Republic National Distributing Company
RETIREMENT READINESS: A 2012 study of retirement readiness among 401(k) participants at Republic National Distributing Company (RNDC) found just 30% were on track to replace 70% or more of their income in retirement. Since 2013, when the company began annually increasing the deferral rate, that number has risen and now stands at 52%.
Previously, the plan automatically enrolled new hires at 2%, but it had no auto-escalation feature for participants. “Associates were automatically enrolled, and then they never went in and changed their deferral rate,” says Francie Purnell, corporate director, retirement plans, at the wine and liquor distributor, which maintains facilities throughout the U.S. For true retirement security, she says, “that was not going to cut it.”

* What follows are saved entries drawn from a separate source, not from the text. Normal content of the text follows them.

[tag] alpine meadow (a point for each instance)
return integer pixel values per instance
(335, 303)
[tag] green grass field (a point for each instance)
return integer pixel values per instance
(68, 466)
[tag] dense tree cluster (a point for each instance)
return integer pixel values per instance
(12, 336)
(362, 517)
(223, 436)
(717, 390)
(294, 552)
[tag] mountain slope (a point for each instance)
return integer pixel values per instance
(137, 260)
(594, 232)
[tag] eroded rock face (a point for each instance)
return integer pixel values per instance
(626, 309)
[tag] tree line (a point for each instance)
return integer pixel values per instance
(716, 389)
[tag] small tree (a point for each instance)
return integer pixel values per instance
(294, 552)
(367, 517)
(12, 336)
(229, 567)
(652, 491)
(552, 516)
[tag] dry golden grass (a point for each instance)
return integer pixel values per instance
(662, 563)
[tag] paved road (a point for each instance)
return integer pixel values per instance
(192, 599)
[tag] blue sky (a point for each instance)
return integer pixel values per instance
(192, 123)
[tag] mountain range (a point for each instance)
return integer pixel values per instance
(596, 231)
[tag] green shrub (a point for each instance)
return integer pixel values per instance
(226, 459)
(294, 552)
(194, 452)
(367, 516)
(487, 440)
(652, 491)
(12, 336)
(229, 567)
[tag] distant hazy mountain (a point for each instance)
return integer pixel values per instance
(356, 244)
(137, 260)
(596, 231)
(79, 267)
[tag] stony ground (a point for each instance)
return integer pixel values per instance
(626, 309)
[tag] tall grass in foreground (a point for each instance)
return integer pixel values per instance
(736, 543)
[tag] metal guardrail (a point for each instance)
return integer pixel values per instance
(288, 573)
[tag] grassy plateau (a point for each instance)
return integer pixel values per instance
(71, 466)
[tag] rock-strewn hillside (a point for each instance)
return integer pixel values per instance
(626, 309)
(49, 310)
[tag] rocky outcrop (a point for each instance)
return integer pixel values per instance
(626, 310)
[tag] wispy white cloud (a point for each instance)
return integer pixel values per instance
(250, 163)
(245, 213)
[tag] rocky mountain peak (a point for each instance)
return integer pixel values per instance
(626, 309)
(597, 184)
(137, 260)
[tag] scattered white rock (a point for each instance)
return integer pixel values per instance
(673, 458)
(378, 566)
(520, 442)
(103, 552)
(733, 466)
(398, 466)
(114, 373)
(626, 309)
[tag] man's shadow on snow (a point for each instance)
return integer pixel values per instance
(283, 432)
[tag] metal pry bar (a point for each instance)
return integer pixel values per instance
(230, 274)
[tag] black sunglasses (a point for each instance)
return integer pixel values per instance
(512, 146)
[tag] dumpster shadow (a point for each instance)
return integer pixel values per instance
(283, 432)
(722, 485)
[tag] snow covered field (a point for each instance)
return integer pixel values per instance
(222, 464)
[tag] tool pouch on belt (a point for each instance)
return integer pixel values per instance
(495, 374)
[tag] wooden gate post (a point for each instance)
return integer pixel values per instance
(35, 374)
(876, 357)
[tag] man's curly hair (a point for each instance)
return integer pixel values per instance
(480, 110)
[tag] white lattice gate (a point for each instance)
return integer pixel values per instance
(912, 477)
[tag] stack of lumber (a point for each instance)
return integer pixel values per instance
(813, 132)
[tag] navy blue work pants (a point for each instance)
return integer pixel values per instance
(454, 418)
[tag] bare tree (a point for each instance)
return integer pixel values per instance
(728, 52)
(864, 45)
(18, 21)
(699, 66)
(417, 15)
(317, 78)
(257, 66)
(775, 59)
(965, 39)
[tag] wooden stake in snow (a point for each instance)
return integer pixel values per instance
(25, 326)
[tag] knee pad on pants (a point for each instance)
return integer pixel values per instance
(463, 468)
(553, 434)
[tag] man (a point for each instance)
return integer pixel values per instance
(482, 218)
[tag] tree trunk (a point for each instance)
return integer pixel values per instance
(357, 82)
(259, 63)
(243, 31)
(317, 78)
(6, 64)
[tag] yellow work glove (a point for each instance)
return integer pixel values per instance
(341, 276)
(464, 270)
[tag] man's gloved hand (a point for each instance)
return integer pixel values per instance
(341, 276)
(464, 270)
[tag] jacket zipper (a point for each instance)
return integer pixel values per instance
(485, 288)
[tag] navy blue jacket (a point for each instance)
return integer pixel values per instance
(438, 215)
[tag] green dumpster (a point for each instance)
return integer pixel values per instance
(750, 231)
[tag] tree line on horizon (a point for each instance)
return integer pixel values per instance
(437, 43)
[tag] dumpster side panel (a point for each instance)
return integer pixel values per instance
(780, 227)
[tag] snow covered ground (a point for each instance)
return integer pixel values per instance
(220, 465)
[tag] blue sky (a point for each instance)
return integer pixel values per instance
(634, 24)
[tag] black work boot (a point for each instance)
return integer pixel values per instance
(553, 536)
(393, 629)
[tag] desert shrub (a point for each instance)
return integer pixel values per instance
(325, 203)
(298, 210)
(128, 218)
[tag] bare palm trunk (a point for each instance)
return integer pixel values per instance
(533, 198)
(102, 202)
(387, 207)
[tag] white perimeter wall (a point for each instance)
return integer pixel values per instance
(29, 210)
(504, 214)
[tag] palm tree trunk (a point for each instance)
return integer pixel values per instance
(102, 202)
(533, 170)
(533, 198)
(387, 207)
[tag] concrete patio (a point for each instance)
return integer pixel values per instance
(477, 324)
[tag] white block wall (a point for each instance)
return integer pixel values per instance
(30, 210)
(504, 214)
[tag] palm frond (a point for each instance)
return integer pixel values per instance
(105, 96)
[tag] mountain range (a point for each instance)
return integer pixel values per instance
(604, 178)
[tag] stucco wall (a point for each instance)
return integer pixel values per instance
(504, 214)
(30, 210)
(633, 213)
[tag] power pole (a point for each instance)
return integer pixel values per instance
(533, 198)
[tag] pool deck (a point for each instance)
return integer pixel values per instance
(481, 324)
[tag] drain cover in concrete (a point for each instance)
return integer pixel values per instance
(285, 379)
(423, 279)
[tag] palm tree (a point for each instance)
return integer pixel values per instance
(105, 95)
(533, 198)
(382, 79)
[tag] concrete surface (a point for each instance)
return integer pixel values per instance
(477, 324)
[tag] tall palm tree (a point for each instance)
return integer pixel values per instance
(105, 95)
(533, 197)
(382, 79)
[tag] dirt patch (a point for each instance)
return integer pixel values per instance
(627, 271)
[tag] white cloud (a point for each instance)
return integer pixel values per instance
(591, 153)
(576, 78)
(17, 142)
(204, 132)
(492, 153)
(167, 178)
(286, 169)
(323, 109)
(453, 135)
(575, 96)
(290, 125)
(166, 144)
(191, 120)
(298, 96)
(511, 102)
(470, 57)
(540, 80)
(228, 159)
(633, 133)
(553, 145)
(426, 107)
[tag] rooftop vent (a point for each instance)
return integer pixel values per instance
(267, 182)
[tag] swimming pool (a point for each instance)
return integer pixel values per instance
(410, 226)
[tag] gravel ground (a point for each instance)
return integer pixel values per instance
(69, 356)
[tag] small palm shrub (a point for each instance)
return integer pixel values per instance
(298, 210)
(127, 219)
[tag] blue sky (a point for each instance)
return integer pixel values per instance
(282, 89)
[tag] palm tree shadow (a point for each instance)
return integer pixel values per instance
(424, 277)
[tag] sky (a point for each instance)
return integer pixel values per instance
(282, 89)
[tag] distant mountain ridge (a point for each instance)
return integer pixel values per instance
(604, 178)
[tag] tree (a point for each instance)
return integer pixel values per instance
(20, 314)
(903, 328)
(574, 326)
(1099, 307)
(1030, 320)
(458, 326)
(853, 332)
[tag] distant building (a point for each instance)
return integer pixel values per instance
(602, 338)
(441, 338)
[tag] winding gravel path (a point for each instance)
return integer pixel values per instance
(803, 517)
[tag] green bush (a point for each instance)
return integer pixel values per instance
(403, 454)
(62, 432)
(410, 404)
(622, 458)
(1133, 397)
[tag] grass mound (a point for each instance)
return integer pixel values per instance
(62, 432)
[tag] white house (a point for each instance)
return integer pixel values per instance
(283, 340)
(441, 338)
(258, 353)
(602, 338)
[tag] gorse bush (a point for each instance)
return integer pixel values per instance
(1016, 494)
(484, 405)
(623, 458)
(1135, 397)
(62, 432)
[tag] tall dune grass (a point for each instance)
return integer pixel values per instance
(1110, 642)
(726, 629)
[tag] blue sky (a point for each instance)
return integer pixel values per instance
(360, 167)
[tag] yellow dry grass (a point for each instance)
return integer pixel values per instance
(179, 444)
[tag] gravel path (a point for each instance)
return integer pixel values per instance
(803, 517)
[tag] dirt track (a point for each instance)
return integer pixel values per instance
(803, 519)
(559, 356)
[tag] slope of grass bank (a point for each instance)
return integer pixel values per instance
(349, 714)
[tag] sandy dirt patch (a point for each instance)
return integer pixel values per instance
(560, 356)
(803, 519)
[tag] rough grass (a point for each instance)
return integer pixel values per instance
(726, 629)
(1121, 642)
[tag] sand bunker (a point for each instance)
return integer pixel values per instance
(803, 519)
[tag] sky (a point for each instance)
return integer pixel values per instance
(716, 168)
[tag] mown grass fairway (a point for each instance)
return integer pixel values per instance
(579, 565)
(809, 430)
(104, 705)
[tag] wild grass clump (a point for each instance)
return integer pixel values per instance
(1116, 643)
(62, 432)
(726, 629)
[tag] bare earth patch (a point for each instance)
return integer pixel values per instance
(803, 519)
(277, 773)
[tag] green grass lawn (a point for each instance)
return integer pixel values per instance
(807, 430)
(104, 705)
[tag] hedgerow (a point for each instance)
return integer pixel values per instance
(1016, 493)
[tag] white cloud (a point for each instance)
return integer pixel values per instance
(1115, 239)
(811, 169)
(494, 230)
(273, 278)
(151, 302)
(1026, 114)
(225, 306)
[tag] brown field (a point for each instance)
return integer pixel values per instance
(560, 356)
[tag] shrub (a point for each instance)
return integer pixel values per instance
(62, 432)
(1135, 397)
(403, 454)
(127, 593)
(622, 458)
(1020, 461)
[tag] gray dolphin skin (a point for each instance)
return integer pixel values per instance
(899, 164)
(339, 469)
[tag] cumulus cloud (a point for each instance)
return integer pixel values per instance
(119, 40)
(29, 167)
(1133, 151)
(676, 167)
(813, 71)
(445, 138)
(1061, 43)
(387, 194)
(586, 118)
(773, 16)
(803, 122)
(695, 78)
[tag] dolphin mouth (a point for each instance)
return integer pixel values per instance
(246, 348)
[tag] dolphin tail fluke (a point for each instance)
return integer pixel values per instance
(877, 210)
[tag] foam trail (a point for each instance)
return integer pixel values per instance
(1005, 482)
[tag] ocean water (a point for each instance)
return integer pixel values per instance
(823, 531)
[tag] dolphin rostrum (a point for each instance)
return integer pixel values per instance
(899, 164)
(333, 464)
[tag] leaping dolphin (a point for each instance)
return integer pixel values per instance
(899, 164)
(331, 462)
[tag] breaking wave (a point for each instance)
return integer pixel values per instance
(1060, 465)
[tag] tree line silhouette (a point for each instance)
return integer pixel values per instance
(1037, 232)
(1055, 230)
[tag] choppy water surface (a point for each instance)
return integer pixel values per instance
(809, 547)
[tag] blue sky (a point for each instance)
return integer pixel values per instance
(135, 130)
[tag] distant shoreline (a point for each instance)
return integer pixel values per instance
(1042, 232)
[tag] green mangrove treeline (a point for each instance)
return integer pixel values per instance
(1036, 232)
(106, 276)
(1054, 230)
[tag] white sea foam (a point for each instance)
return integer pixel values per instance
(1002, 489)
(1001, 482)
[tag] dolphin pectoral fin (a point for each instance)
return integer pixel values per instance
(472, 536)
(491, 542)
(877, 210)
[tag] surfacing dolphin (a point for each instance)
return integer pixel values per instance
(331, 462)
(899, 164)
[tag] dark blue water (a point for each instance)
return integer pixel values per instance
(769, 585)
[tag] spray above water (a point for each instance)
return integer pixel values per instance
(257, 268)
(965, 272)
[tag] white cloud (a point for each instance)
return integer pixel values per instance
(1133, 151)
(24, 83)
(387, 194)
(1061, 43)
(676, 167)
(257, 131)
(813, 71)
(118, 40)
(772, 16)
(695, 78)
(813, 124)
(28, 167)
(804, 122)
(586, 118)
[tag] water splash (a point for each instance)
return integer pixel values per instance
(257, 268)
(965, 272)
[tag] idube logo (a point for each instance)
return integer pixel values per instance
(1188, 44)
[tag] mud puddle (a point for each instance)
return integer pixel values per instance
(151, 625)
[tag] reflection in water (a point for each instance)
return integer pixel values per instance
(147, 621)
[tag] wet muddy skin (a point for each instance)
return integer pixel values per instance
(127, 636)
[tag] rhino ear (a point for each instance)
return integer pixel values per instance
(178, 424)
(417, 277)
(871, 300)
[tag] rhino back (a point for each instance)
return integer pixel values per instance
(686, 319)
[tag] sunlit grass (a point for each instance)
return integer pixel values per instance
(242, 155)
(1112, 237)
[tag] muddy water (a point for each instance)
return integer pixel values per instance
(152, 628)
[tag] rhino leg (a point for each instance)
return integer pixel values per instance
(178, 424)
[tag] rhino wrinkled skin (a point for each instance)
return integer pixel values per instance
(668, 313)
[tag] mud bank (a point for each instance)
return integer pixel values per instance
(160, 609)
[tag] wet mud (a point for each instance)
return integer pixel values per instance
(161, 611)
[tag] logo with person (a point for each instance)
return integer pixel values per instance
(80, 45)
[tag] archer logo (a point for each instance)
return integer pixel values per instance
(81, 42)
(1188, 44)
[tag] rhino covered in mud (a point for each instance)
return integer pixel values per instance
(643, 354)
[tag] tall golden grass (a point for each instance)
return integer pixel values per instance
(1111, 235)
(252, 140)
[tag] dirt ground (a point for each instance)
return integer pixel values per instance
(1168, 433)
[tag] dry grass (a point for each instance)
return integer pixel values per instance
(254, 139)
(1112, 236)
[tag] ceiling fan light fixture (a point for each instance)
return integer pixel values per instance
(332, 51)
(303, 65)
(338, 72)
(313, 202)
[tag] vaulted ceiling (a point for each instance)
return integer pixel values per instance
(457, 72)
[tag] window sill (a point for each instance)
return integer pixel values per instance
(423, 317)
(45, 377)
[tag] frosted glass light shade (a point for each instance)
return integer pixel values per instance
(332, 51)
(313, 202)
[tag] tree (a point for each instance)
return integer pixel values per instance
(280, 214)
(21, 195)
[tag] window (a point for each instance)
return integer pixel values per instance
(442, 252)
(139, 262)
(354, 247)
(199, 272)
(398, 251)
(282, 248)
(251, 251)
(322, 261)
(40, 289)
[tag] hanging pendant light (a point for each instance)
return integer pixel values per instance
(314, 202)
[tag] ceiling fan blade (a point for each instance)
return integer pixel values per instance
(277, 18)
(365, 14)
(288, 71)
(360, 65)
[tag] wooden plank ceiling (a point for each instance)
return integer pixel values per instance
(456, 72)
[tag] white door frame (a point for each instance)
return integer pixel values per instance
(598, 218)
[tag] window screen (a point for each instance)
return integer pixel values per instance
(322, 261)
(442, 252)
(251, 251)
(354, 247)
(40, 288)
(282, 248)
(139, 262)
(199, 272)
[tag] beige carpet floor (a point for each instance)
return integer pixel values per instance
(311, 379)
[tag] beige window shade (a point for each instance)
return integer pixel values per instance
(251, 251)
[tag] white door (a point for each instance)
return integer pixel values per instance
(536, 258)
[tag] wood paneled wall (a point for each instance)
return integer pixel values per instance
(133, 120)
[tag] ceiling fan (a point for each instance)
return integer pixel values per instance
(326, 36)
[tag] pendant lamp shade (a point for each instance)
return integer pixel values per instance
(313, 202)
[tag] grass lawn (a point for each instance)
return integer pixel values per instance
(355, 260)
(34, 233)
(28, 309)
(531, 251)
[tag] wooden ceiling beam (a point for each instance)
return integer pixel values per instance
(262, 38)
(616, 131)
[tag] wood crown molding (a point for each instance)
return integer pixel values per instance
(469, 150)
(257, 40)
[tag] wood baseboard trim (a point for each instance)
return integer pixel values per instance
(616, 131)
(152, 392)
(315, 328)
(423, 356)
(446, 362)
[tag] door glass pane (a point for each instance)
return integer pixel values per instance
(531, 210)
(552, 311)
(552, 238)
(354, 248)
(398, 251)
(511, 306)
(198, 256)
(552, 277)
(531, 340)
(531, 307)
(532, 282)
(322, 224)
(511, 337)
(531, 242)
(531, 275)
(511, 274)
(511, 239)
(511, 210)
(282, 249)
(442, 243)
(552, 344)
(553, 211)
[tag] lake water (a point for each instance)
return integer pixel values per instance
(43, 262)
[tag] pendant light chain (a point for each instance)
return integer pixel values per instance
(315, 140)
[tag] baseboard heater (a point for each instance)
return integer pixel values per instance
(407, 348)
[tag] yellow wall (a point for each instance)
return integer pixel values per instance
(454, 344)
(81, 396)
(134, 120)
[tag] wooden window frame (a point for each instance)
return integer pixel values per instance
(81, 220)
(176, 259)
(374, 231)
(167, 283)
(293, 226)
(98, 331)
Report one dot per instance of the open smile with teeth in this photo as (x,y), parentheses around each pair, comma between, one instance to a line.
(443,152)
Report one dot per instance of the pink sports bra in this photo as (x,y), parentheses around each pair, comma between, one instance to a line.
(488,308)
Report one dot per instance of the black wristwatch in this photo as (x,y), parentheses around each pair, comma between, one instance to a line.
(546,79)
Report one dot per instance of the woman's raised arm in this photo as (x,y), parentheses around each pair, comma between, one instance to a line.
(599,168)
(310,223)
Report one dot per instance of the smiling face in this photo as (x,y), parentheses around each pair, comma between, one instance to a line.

The plan initially increased the automatic contribution rate to 3% and currently enrolls new hires at a 5% deferral. In June, that will increase to 6%. In 2013, the plan also re-enrolled at 3% existing participants who had been saving less than the 3% automatic level. The re-enrollment threshold has since increased to 5%, and it is due to rise again, to 6%, in June. Existing participants get re-enrolled with their previous investment choices, not the target-date fund (TDF) default. In lieu of automatic deferral increases, RNDC annually makes a decision as to the deferral rate, because that gives the company more flexibility to gauge participant reaction, Purnell says.
RNDC now has $465.9 million, 7,232 participants, a 95% participation rate and an average participant deferral of 6.71%. Also boosting participants’ account balances: Recent efforts to lower plan costs have resulted in an 11% average decline in investment fees and an 80% decrease in administrative fees.
The plan has a match of 50 cents on the dollar up to 8% of pay an employee contributes. Purnell says the company hopes within the next few years to feel comfortable enrolling new hires and re-enrolling existing employees at 8%.
The company also started a nonqualified plan for its highly compensated employees in 2012, after the 401(k) faced nondiscrimination testing issues. When the plan previously failed testing, Purnell says, it had to refund employees up to 40% of their contribution, and employees forfeited any match they had gotten on that money. “So we said, ‘Let’s stop that hemorrhaging. Highly compensated employees now can contribute a maximum of 7% of pay to the 401(k).
The nonqualified plan has approximately 70% participation, with enrollees saving an additional 15% to 20% of pay on average. In addition to solving the 401(k) testing problem and making it possible for those participants to contribute more, the new plan allows highly compensated employees to save more for retirement.